EVİN KROKİSİ, CEP TELEFONU NUMARASINI VE ÇALIŞTIRDIĞI RESTAURANT

Y.K.’nın 31 Aralık günü kendisini arayarak, ‘Hüseyin Ergen’i görevden ayırdık gel görüşelim’ dediğini aktaran A.Ç., “Bende 2-3 Ocak 2024 tarihinde Y.K.’nın Antalya’daki evine gittim. Y.K. ile yüzyüze görüştük. Y.K. bana Hüseyin Ergen’in evinin krokisi, cep telefonu numarası, çalıştırdığı restaruant ve kullandığı araç ile ilgili temin ettiği elden teslim etti. Aldığım krokinin fotoğrafını çektim daha sonra yaktım. Benim telefonumda bulunan bu fotoğrafı sildim telefonumun incelenmesi durumunda krokiye ait fotoğrafın geri geleceğini düşünüyorum. Ve ‘Hüseyin Ergen’i öldürün’ dedi. Bu süreçte kullanmamız İçin 50 bin lira parayı evin bahçesinde bulunan bahçesinde bana verdi” dedi.

‘ÖLDÜRMEYİN AYAKLARINA SIKIN DEDİM’

Kendisinin olayla ilgili olayın ardından yakalanarak tutuklanan Selahattin Oğuz ile Antalya’da görüştüklerini belirten A.Ç., Y.K.’dan aldığı paranın 20 bin lirasını vererek, “Selahattin Oğuz’a, Y.K.’nın Hüseyin Ergen’i öldürmemi istediğini söyledim.
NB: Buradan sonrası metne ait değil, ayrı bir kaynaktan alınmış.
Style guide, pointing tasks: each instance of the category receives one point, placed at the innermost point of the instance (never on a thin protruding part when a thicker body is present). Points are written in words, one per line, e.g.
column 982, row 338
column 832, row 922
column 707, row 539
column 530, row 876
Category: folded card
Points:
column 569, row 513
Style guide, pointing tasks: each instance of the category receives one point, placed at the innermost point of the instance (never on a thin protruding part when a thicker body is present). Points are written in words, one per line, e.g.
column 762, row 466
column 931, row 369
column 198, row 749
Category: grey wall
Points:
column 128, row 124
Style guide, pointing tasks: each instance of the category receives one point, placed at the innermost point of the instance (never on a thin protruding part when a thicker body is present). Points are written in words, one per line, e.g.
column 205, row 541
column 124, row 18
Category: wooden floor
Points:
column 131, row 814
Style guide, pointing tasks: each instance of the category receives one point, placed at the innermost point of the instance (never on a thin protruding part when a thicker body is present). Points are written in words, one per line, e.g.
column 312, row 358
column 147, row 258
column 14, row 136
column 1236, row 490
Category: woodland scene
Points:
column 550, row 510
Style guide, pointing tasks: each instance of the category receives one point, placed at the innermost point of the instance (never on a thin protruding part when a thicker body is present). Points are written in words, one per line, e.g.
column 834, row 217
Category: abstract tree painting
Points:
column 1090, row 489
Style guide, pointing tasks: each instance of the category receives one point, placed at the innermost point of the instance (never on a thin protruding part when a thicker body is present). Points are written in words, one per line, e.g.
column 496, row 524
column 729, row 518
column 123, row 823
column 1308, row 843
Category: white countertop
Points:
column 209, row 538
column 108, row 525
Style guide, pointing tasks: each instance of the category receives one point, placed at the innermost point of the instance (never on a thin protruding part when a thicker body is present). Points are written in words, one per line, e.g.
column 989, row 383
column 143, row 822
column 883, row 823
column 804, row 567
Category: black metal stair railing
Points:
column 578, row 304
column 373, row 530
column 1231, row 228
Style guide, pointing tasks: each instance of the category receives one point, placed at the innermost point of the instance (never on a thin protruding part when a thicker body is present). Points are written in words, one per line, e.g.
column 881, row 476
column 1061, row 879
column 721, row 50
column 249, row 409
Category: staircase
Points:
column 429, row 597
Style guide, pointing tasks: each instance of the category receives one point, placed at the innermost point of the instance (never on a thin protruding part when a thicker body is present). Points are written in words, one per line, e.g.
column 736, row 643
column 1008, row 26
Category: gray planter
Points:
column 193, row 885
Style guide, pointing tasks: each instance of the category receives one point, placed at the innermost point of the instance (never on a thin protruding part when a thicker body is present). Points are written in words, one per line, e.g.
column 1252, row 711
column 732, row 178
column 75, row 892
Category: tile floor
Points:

Hüseyin isimli şahsı araştırdığımda 3 çocuk babası olduğunu çocukların küçük olduğunu vicdanen bizi rahatsız edeceğini bu yüzden de ‘öldürmek yerine ayaklarına sıkmasını’ talimatını verdim” dedi.

‘ÇOCUKLAR DENİZE GİRDİ Mİ?, A.K. BENİ SIKIŞTIRIYOR’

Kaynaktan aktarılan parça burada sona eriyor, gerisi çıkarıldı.